Hayat’s Homepage

I am pursuing PhD degree in Computer Science (major in Computer Vision) at Florida Atlantic University under the supervision of Prof. Arslan Munir. I work as Graduate Research Assistant at Intelligent Systems, Computer Architecture, Analytics and Security Laboratory (ISCAAS LAB). Earlier, I completed my Master’s degree in 2021 at Sejong University, South Korea.

Research Interests

My primary research focuses on multimodal-driven video analytics, encompassing action and activity recognition, temporal action localization, and spatio-temporal action detection in videos.
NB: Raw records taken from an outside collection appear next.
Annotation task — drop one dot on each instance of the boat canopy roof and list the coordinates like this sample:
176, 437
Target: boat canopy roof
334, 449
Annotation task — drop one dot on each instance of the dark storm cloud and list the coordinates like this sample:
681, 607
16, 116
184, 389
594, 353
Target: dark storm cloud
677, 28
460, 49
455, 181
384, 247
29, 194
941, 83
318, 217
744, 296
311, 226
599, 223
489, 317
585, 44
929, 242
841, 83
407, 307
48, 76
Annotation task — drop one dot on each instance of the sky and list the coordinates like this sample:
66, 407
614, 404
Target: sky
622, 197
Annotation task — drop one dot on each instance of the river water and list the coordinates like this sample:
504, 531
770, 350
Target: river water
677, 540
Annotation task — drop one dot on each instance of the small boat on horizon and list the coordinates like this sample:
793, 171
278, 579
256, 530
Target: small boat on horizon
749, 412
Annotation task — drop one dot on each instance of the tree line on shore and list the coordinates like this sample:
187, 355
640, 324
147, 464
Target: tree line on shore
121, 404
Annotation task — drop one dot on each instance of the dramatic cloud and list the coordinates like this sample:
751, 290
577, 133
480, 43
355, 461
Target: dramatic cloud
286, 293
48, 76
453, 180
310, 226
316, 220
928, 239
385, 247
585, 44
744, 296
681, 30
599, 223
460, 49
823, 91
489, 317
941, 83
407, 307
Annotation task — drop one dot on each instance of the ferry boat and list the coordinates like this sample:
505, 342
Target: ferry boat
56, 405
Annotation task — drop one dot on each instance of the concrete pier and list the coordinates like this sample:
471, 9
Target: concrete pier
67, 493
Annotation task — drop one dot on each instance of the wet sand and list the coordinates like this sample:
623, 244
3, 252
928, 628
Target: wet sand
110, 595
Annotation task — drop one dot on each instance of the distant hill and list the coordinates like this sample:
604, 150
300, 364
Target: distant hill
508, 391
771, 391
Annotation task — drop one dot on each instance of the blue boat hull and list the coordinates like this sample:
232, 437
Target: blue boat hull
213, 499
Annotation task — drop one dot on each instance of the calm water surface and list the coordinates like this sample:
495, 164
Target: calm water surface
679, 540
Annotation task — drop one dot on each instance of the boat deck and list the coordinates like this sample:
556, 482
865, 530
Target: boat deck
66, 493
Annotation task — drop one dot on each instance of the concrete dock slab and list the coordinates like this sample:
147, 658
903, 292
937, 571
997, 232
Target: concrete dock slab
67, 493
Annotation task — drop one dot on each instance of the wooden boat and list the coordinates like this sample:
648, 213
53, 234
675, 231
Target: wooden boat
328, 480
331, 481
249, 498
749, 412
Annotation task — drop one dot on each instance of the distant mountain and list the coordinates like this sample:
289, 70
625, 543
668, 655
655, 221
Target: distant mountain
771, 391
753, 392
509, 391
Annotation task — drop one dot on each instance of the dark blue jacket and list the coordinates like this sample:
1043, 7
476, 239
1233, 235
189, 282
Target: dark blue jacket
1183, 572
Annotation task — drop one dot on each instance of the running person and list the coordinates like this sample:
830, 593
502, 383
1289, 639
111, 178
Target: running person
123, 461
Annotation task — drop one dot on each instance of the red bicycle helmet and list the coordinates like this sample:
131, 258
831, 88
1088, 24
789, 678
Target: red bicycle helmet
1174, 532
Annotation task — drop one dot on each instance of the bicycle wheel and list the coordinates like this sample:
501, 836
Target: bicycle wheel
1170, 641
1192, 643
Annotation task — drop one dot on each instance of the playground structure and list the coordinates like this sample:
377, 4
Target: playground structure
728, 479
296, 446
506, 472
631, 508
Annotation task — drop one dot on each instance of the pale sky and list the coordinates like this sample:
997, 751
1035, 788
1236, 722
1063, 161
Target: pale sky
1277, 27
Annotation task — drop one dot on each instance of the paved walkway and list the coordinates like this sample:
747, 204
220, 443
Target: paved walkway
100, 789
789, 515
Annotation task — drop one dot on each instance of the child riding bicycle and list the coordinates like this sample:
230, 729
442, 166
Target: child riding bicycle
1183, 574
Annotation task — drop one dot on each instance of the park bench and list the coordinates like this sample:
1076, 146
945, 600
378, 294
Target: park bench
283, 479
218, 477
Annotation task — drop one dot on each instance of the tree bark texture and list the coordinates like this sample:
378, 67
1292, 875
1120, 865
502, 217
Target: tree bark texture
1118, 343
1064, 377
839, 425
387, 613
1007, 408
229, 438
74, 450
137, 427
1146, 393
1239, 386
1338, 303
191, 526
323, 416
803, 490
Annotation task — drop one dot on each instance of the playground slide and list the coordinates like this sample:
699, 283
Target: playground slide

I specialize in the pretraining, fine-tuning, and zero-shot evaluation of vision-language models (VLMs) for complex video understanding tasks. In addition, my expertise extends to knowledge distillation, enhancing adversarial robustness, and scaling deep learning models through distributed training. I am also actively involved in benchmarking the performance of different HPC Nodes (NVIDIA) using large language models (LLMs) and VLMs.

News

Sep, 2025: We are excited to announce that our paper entitled “DVFL-Net: A Lightweight Distilled Video Focal Modulation Network for Spatio-Temporal Action Recognition” has been accepted for publication in IEEE Transactions on Circuits and Systems for Video Technology.
Sep, 2025: We are excited to announce the publication of our white paper in collaboration with NVIDIA’s Sustainable Computing Library.
Sep, 2025: Serving as a reviewer for AAAI 2026.
Oct, 2024: I successfully passed my Ph.D. Candidacy Exam.

Work Experience

Florida Atlantic University
Graduate Research Assistant
August 2024 - Present

Kansas State University
Graduate Research Assistant
January 2022 - July 2024

Sejong University
Full-time Researcher
Feburary 2021 - December 2021

NINE VR
Machine Learning Engineer (Intern)
July 2020 - December 2020

Sejong University
Graduate Research Assistant
March 2019 - January 2021

Selected Publications

Comparison of Air-Cooled versus Liquid-Cooled NVIDIA GPU Systems [Online]

NVIDIA's Sustainable Computing Resource Center platform

This study compares liquid-cooled and air-cooled 8× NVIDIA HGX™ GPU systems, showing that direct-to-chip liquid cooling keeps GPUs cooler, boosts performance, and reduces power use by up to 16%. When scaled to large data centers, these efficiency gains translate to millions in annual energy savings, making liquid cooling a sustainable and high-performance choice for future AI infrastructure.

Cooling Matters: Benchmarking Large Language Models and Vision-Language Models on Liquid-Cooled Versus Air-Cooled H100 GPU Systems [PDF]

arXiv

We benchmark LLMs and VLMs on two HGX nodes with 8× NVIDIA H100 GPUs using liquid and air cooling. Liquid-cooled systems sustain lower temperatures (41–50°C vs. 54–72°C) and deliver 17% higher performance (54 vs. 46 TFLOPs/GPU), improved performance-per-watt, and reduced energy overhead. These results highlight liquid cooling's efficiency and sustainability advantages for scaling AI infrastructure.

Hierarchical Multi-Stage Transformer Architecture for Context-Aware Temporal Action Localization [PDF]

arXiv

We introduce PCL-Former, a hierarchical multi-stage transformer for temporal action localization. It decomposes the task into three stages, each handled by a dedicated transformer module. The Proposal-Former detects candidate segments in untrimmed videos. The Classification-Former identifies action categories within those segments. The Localization-Former refines temporal boundaries with specialized loss functions.

DVFL-Net: A Lightweight Distilled Video Focal Modulation Network for Spatio-Temporal Action Recognition [PDF]

IEEE Transactions on Circuits and Systems for Video Technology

We introduces a computationally efficient VFL-Net model, optimized for spatio-temporal context modeling using nano-scale spatio-temporal focal modulation mechanism. Further, we combine the forward Kullback– Leibler (KL) divergence and spatio-temporal focal modulation to distill the local and global spatio-temporal context from the Video-FocalNet Base (teacher) to our proposed VFL-Net (student) model.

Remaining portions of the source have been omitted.